One of the new features in Intel® Trace Analyzer and Collector 9.0 is the new Intel® Trace Analyzer Summary Page. This gives a high-level overview of your program’s time spent in MPI vs. time spent outside of MPI (User Code).
There are two methods of accessing the Summary Page. By default, it is opened whenever you open a trace. The check box at the bottom, “Show Summary Page when open tracefile”, can be used to disable or re-enable this. Once you are in the main trace view, you can click View -> Summary Page (or use the keyboard shortcut CTRL+ALT+G) to open the Summary Page.
There are four pieces of information to look for on the Summary Page. It shows total runtime as well as the number of ranks and nodes used in the run at the top. Below this is a ratio, showing the time spent in MPI calls and the time spent in User Code, as well as the percentages of each.
Here, you can quickly identify where to focus your efforts. If MPI is only a small percentage of your runtime, your efforts will be better spent improving the User Code performance. Intel® VTune Amplifier XE can assist with this, and the bottom of the Summary Page has a link to how to use Intel® VTune Amplifier XE with MPI codes. If your application is spending a large amount of time in MPI (as is the case here), then continue in Intel® Trace Analyzer to find potential solutions.
The next item on the Summary Page is a list of the top MPI functions. This list presents a bar graph of the most used MPI functions, based on time in function, and the percentages of your application’s runtime spent in those functions.

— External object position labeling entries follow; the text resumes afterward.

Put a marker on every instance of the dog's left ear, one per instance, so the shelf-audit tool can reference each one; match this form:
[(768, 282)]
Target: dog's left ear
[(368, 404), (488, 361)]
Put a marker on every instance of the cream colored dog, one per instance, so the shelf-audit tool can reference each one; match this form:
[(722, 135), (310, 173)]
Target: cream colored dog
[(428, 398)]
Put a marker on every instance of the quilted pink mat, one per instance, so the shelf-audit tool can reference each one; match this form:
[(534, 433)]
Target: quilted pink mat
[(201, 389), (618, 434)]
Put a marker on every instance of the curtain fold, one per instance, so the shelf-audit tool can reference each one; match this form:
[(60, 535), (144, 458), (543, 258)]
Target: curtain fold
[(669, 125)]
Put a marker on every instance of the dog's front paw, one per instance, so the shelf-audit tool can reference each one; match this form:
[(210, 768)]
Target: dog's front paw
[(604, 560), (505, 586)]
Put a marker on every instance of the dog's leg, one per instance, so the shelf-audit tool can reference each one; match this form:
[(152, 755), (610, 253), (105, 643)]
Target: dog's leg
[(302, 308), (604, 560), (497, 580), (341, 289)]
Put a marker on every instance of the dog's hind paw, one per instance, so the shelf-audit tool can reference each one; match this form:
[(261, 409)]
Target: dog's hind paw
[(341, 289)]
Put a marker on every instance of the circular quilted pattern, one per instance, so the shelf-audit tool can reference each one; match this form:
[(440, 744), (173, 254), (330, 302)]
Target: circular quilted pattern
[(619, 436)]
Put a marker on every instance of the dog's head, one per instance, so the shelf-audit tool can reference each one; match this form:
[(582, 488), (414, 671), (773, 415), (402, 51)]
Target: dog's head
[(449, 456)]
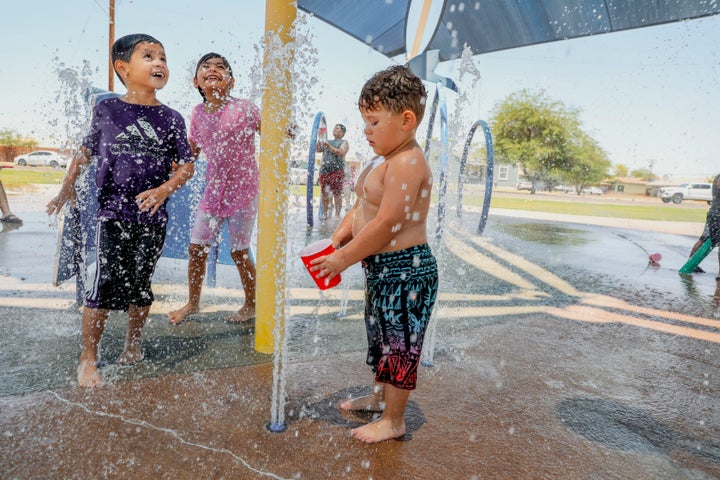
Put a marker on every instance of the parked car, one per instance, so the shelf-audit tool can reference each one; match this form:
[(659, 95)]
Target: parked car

The top functions list provides insight for where to focus your initial MPI analysis. In this screenshot, MPI_Allreduce and MPI_Sendrecv are taking the most time. You can also see the percentage of total runtime spent in each of the top MPI functions and get an idea of potential improvements. The reason for these being the top functions isn’t apparent here, but it gives guidance for where to start searching.